Posts with the tag 'antibiotics'

Why I hate Doctors

So tonight I spent four hours in the hospital waiting room waiting to see a Doctor. Normally I would have seen my primary care Doctor but it just so happens they moved without notifying me last week. So I finally get in there and tell him I think I have strep throat ( my son has it so i know how i caught it ). I also told him I’ve gotten absolutely no sleep lately due to the fact I’m up all night coughing. Everything hurts at night because of the coughing. It was even making me throw up.

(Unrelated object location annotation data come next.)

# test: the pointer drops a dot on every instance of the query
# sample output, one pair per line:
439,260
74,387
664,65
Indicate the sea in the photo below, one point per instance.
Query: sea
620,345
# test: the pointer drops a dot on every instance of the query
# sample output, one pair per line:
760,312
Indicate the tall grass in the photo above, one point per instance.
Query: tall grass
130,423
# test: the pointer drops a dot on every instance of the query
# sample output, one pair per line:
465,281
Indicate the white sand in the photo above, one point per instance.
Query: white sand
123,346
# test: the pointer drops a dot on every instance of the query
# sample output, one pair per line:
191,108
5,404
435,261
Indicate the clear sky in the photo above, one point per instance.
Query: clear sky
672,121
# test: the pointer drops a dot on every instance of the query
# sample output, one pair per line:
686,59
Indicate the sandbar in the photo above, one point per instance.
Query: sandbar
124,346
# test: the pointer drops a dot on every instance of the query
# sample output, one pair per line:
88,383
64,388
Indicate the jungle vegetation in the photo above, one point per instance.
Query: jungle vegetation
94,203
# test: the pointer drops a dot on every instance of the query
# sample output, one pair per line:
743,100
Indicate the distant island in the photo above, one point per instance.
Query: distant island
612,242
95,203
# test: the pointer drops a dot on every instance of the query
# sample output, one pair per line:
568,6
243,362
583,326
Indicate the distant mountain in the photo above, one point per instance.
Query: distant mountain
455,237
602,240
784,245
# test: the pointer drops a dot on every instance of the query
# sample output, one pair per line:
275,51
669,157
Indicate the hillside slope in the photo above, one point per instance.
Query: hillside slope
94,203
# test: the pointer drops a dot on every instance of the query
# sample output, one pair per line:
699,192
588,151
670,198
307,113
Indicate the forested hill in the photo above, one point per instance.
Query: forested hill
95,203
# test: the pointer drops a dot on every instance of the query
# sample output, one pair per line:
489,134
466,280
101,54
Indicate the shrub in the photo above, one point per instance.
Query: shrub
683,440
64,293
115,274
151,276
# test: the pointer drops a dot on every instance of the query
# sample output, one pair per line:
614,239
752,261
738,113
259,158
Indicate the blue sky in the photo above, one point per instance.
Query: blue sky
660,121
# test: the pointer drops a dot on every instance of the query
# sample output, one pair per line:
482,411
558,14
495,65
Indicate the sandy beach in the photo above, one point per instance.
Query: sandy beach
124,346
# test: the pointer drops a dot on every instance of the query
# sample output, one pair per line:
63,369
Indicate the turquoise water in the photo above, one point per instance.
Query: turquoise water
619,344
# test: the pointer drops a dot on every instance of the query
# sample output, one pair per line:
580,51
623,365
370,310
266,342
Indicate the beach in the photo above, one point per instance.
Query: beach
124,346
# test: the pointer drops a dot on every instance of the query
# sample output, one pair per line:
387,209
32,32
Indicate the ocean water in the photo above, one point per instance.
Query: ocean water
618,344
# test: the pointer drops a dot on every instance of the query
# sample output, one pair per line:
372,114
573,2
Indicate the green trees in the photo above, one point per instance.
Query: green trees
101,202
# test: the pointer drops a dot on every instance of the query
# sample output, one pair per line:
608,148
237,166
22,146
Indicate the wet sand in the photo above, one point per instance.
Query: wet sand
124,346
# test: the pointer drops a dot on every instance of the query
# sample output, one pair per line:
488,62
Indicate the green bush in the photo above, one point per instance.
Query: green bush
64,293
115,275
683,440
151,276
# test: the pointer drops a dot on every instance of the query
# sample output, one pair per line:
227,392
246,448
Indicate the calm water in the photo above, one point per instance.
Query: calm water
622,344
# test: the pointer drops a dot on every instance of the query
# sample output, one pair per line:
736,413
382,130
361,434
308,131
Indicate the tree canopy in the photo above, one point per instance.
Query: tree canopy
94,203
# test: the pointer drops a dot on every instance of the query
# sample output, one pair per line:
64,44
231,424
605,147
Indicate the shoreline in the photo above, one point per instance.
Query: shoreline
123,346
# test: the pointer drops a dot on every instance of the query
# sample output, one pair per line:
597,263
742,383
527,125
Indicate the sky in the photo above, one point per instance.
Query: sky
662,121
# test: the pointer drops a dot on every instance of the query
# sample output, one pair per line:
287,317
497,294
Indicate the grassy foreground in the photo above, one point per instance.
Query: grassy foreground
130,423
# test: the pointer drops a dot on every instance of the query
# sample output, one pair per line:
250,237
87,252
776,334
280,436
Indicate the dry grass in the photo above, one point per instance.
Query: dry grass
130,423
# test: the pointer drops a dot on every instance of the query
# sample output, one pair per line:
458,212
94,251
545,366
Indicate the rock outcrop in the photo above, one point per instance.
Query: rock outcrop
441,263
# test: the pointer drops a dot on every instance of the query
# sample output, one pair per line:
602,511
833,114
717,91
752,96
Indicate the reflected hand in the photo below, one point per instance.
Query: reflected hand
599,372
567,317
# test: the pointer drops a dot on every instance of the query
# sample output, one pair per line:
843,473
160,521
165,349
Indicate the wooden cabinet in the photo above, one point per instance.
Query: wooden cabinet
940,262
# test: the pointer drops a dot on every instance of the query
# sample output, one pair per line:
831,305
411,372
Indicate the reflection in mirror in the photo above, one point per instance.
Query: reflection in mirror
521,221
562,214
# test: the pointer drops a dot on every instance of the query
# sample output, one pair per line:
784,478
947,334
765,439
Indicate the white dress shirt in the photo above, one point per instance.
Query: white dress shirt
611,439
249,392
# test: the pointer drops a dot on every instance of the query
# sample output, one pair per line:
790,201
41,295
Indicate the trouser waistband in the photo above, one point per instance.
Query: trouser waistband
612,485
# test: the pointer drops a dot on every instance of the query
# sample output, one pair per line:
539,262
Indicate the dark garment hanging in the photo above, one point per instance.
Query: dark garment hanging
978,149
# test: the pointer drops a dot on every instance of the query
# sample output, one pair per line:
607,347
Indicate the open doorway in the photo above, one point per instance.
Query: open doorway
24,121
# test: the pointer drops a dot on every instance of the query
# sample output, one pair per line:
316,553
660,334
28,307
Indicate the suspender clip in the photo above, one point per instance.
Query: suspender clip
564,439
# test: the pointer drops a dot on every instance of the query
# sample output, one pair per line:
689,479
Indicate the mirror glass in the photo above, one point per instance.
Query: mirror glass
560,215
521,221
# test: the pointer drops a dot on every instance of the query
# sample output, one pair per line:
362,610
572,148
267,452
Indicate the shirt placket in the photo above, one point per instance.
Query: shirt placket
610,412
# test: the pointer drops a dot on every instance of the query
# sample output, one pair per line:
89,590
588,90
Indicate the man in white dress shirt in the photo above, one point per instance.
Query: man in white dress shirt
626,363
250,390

So he listens to my lungs, etc. Takes a strep culture. The nurse comes in with my prescriptions. It’s for an inhaler and antibiotics. I ask her if she could please ask the doctor to prescribe me some cough medicine. I get this lame coughing bronchitis every year. And every year I get codeine cough medicine because it’s the only thing that works. She tells me just to buy over the counter stuff. Like I haven’t been taking Niquil for a week already?

The same thing happens with my back problems. I’m alergic to NSAIDS so I can;t take 800 MG ibuprophen. They’ve tried every other non narcotic pain killer. It doesn’t work. they refuse to prescribe vicodin or percacets because of my age. They assume that because you’re young and you want something that WORKS that you’re a “drug seeker”.

Seriously if I were a junkie I wouldn’t sit in a hospital for 4 hours waiting for codeine cough medicine. I’d borrow 5-10$ from someone and go buy a fucking bag of heroin. :evil:

3 comments December 23rd, 2008

Hospital Creeps

Hospitals have ALWAYS freaked me out. Being OCD even little things about them. For example you know how all the sheets are white? And they use the white sheets to cover dead bodys? Well everytime I’ve tried to sleep in a hospital all I can think is “how many dead bodies were covered with this sheet…” or “i wonder how many people died in this bed/room..” It’s creepy. So reading things like this article I just read just makes me even MORE freaked out.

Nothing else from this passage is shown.